20 —Ni que tengo mucha suerte de ir al instituto. Gustavo dejó de sudar y se limpió las gafas para verla mejor. —Ni que has pasado unas vacaciones muy guais. Gustavo se puso una mano en el corazón. No se lo podía creer. —Yo también he tenido un verano de pena —confesó. Berta levantó una ceja y lo miró. —Yo también soy una friki. Gustavo, con las gafas limpias y el corazón a punto de salírsele por la boca, la contempló como si fuera una aparición. El instituto empezaba a parecerle un poco interesante. —¿Dark Souls? —osó preguntarle con un hilillo de voz y con mucho miedo de meter la pata. A Berta le estallaron los ojos. —Piromántica nivel 70. —Clérigo nivel 80 —respondió Gustavo, casi ahogándose de la emoción. —Destreza 30 —añadió Berta. —Fe 50 —replicó Gustavo, con los pelillos de la nuca erizados.

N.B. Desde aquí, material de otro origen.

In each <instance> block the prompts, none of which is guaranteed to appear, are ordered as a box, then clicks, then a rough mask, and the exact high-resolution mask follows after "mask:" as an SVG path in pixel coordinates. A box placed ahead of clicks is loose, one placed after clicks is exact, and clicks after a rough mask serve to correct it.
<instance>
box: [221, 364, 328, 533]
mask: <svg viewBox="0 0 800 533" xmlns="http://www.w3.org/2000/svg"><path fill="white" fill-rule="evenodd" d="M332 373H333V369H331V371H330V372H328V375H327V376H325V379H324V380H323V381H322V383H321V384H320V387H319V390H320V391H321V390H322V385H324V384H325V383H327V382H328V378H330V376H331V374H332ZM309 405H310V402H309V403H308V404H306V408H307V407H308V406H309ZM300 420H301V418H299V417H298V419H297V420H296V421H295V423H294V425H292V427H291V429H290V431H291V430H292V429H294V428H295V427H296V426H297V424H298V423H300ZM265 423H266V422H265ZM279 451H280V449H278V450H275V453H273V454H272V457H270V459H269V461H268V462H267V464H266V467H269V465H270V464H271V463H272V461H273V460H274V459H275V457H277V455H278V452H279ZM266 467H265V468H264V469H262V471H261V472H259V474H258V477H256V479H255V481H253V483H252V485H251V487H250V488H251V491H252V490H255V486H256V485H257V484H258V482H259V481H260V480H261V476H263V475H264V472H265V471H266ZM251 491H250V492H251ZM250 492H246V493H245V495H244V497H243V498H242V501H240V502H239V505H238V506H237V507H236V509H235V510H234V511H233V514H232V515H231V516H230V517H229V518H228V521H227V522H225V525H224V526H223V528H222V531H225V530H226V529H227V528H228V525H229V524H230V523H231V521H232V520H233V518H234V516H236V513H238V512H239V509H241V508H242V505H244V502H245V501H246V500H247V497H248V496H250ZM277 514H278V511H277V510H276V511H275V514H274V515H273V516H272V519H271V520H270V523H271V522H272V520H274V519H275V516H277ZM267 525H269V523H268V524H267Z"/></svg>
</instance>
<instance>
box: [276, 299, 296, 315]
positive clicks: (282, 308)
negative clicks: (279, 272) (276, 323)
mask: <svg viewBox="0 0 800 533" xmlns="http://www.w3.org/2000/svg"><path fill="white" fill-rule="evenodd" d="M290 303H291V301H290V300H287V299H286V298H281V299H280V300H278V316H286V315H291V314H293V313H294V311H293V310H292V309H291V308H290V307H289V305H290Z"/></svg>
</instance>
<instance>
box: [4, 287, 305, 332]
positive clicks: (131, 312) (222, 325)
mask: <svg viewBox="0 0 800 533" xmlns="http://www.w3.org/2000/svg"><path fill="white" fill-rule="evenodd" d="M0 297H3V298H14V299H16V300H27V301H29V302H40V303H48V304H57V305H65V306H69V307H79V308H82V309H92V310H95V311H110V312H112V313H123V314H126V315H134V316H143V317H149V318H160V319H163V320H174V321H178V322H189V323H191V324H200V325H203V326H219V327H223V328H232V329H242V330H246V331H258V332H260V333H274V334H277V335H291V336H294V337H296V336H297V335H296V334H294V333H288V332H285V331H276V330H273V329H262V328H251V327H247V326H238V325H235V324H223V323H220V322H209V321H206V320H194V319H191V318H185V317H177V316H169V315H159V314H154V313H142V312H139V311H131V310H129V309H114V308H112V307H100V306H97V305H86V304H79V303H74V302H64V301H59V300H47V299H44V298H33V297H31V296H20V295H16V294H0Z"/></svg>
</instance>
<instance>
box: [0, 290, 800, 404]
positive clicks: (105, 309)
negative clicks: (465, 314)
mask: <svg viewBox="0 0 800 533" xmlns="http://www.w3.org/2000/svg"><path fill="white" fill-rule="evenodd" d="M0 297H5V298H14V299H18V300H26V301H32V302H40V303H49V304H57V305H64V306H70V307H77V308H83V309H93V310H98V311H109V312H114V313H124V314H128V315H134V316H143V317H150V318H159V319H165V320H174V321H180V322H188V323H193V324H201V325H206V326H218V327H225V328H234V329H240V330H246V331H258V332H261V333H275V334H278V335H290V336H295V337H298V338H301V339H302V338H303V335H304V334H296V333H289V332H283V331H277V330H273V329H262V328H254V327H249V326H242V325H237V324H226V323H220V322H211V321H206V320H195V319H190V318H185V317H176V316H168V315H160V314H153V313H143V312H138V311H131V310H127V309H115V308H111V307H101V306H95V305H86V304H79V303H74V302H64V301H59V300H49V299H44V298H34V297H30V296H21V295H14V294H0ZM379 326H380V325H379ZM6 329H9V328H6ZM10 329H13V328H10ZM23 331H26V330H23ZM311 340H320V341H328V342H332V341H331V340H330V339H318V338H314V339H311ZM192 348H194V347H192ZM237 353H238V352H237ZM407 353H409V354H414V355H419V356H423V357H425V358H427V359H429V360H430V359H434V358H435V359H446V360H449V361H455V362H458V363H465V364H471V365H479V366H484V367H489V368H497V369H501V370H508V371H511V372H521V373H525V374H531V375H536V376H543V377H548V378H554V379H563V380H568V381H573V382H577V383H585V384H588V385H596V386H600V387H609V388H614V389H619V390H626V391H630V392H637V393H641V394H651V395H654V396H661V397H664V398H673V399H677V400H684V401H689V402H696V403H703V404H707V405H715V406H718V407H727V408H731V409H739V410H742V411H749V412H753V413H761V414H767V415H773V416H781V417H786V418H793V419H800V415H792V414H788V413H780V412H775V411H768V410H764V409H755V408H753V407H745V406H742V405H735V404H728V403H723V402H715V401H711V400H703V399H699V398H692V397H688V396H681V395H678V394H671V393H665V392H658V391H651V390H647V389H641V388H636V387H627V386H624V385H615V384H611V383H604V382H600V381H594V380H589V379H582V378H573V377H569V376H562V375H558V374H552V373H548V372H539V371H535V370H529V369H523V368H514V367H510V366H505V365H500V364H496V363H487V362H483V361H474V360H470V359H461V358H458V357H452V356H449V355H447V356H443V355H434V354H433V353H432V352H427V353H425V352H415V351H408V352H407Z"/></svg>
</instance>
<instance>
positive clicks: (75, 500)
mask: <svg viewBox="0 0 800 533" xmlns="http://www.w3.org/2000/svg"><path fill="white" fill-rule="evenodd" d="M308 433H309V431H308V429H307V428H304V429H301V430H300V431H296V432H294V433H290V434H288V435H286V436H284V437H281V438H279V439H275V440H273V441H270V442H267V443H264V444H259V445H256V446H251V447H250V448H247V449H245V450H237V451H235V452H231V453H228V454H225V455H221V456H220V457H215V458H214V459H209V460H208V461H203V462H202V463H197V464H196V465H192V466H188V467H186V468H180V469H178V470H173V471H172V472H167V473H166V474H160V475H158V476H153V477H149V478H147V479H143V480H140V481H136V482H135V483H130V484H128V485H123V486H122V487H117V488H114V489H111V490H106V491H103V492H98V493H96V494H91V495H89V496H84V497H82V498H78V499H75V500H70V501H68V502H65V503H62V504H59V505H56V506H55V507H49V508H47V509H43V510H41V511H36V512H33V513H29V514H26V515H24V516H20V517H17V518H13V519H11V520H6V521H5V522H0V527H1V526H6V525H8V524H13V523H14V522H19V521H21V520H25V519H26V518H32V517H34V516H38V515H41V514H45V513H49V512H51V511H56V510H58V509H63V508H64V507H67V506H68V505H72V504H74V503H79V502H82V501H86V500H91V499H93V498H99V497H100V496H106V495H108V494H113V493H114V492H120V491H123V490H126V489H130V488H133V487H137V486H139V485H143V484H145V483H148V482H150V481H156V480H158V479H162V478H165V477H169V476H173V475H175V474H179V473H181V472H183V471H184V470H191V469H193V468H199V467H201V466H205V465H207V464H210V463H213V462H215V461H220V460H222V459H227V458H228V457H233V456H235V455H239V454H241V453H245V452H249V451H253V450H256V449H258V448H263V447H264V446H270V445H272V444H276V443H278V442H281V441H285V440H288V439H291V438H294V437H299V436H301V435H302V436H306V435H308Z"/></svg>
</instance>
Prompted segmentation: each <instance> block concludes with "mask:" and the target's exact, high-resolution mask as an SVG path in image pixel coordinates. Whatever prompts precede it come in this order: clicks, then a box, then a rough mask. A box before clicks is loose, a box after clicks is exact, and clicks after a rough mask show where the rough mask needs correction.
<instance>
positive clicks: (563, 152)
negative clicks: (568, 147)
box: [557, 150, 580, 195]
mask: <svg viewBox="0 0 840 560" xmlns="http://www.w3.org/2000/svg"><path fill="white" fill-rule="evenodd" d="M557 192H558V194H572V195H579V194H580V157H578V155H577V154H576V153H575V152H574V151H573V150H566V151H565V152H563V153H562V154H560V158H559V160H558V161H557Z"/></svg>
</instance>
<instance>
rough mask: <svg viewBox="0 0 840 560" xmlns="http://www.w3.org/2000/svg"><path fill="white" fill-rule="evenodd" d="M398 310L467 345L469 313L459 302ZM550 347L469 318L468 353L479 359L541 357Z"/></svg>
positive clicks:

21 Y quizás habrían continuado comunicándose en su argot si no hubiera sido por Jorge Molina, que venía resoplando desde la otra acera para atraparlo. —¡¡¡Ey, Gus, tío!!! ¡Mira lo que traigo! —los interrumpió. Gustavo, buen amigo de sus amigos, lo saludó como es debido. Chocaron los puños con la complicidad de quienes han intercambiado bocatas, broncas y collejas a lo largo de toda la Primaria. Jorge, más regordete, pero tan enano como Gustavo, le guiñó el ojo y entreabrió su mochila. Se veía a la legua que se trataba de un secreto muy particular. Era un secreto de vacaciones. Gustavo atisbó una bolita blanca y peluda que se movía inquieta entre los bolígrafos, los dónuts y las carpetas. Berta también metió la nariz y sonrió. Lucía una sonrisa mágica. —¿Qué es? —¡Es un hámster! ¡Es mi mascota! Ha sido mi animal de vacaciones y hemos pasado un montón de aventuras juntos —se jactó Jorge. —¿Cómo se llama? —preguntó Gustavo para quedar bien y para que Jorge estuviera contento.
22 —Algodón. —¿Me dejas tocarlo? —pidió Berta, emocionada. Jorge se hinchó como un pavo y se presentó con desparpajo a Berta. Sin vacilaciones, sin vergüenza y con la seguridad de los chicos que son mayores, que quieren ir al instituto y que han pasado unas vacaciones guais. Gustavo los miró sin creérselo. De repente, Jorge y Berta parecían más que amigos. Gustavo se alejó discretamente de la pareja y sintió un catacrac en el pecho, como si el corazón se le agrietara. Exactamente el mismo ruido que hacían los lápices mordisqueados al romperse por la mitad. Jorge estaba exultante y charlaba por los codos con su nueva amiga. Sabía que su hámster causaría admiración y por eso lo traía con él y lo enseñaba. Y Berta, con el pequeño Algodón en las manos, miraba embelesada a Jorge y sonreía. Ya no estaba enfadada ni odiaba a la humanidad. Quizás incluso le hacía ilusión empezar el nuevo curso en el nuevo instituto. Gustavo suspiró. Por un instante había sido él quien había caminado junto a Berta. Juraría que
23 habían compartido por un segundo la felicidad de los incomprendidos, esa extraña sensación de saberse miembro del mismo equipo de perdedores. Solo había durado un minuto, como todos los espejismos. Su minuto de gloria. Aun así, lo había saboreado concienzudamente.